Закончив рассказ, я надолго замолчал. Я в жизни не чувствовал себя таким усталым. Мне хотелось лечь спать и больше не просыпаться. Грандес смотрел на меня, сидя у противоположного края стола. Мне показалось, что он смущен, опечален, разозлен и, главное, растерян.
— Скажите что-нибудь, — попросил я.
Грандес вздохнул. Он встал со стула, с которого не тронулся за все время, пока я говорил, и подошел к окну, повернувшись ко мне спиной. Я представил, как достаю револьвер из кармана пальто, стреляю ему в затылок, забираю у него ключи и выхожу из этой комнаты. Через минуту я мог бы очутиться на улице.
— Мы ведем сейчас беседу не без причины. Вчера из отделения жандармерии Пуигсерды пришла телеграмма, где сказано, что Кристина Сагниер исчезла из санатория «Вилла Сан-Антонио» и вы — основной подозреваемый. Главный врач санатория утверждает, будто вы изъявляли желание увезти ее, а он отказал в выписке. Я сообщаю вам это для того, чтобы вы хорошо понимали, почему мы сидим тут, в светлой комнате, с горячим кофе и папиросами, и ведем задушевные разговоры. А находимся мы тут потому, что пропала жена одного из самых богатых людей Барселоны и только вам известно, где она. Мы находимся здесь потому, что отец вашего друга Педро Видаля, один из самых влиятельных отцов города, проявляет к делу заметный интерес. Он как будто ваш старый знакомый, и он обратился с любезной просьбой к моему начальству, чтобы прежде, чем заняться вами, мы получили у вас нужную информацию, отложив все остальное на потом. Если бы не это обстоятельство и не мое настойчивое желание попытаться прояснить вопрос своими методами, в данный момент вы бы содержались в тюрьме в Кампо-де-ла-Бота и разговаривали не со мной, а непосредственно с Маркосом и Кастело.

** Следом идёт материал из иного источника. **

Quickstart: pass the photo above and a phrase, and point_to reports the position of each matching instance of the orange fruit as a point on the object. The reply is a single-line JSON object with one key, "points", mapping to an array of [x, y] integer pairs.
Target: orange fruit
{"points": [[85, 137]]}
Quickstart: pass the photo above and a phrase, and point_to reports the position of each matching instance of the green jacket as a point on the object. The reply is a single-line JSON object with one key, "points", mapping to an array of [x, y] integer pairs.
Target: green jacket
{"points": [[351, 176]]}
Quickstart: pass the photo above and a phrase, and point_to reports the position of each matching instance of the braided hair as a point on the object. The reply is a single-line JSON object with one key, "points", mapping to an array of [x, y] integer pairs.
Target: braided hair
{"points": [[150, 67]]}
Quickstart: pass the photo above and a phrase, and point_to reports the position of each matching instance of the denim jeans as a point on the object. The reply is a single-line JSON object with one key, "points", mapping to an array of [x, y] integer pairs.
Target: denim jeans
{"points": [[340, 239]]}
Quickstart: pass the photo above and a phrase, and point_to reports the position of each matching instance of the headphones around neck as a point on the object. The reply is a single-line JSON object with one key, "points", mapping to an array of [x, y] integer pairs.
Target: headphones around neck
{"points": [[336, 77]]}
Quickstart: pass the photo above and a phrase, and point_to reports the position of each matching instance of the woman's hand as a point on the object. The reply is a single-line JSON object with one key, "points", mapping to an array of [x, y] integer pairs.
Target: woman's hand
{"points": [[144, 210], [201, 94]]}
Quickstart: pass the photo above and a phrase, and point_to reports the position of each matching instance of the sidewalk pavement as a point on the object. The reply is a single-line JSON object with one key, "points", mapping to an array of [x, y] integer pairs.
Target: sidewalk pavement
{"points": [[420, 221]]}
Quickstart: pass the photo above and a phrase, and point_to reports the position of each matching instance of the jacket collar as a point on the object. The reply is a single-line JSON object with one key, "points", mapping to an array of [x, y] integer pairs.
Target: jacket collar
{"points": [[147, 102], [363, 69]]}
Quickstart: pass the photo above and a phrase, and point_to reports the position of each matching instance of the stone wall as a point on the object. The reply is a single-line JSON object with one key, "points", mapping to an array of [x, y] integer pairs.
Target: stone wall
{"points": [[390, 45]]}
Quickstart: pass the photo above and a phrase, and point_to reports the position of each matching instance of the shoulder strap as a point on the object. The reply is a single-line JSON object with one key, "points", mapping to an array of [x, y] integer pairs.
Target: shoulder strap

А они, к вашему сведению, убеждены, что любой разговор, если вам для начала не переломали ноги молотком, будет пустой потерей времени и поставит под угрозу жизнь сеньоры Видаль. И к этому мнению начинают склоняться также и мои начальники, которые считают, что я слишком вам потакаю ввиду наших дружеских отношений.
Грандес повернулся и посмотрел на меня, с трудом сдерживая гнев.
— Вы меня не слушали, — промолвил я. — Вы не услышали ни слова из того, что я сказал.
— Я слушал вас очень внимательно, Мартин. Я выслушал, как вы, умирающий и отчаявшийся, заключили договор с парижским издателем. Фигурой в высшей степени таинственной, поскольку о нем никто не слышал и никто его не видел. Вы взялись, по вашим словам, придумать новую религию в обмен на сто тысяч французских франков, а в результате выяснилось, что вы угодили в сети грязного заговора. Творцами этого заговора являются адвокат, симулировавший собственную смерть двадцать пять лет назад, а также его любовница, опустившаяся певичка. И они осуществили свой хитроумный план только для того, чтобы обмануть судьбу, которая стала теперь вашей. Я выслушал, как эта самая судьба толкнула вас в капкан проклятого дома, жертвой которого уже стал ваш предшественник, Диего Марласка. И как вы обнаружили доказательства, что кто-то охотится за вами, следит за каждым шагом, убивая всех, кто может открыть тайну человека, судя по вашим словам, такого же безумного, как вы сами. Человека, ушедшего в тень, который выдает себя за бывшего полицейского, чтобы скрыть тот факт, что он жив. Он и совершил ряд преступлений с помощью любовницы, которая также стала виновницей смерти сеньора Семпере по причине настолько непонятной, что даже вы не в состоянии объяснить ее.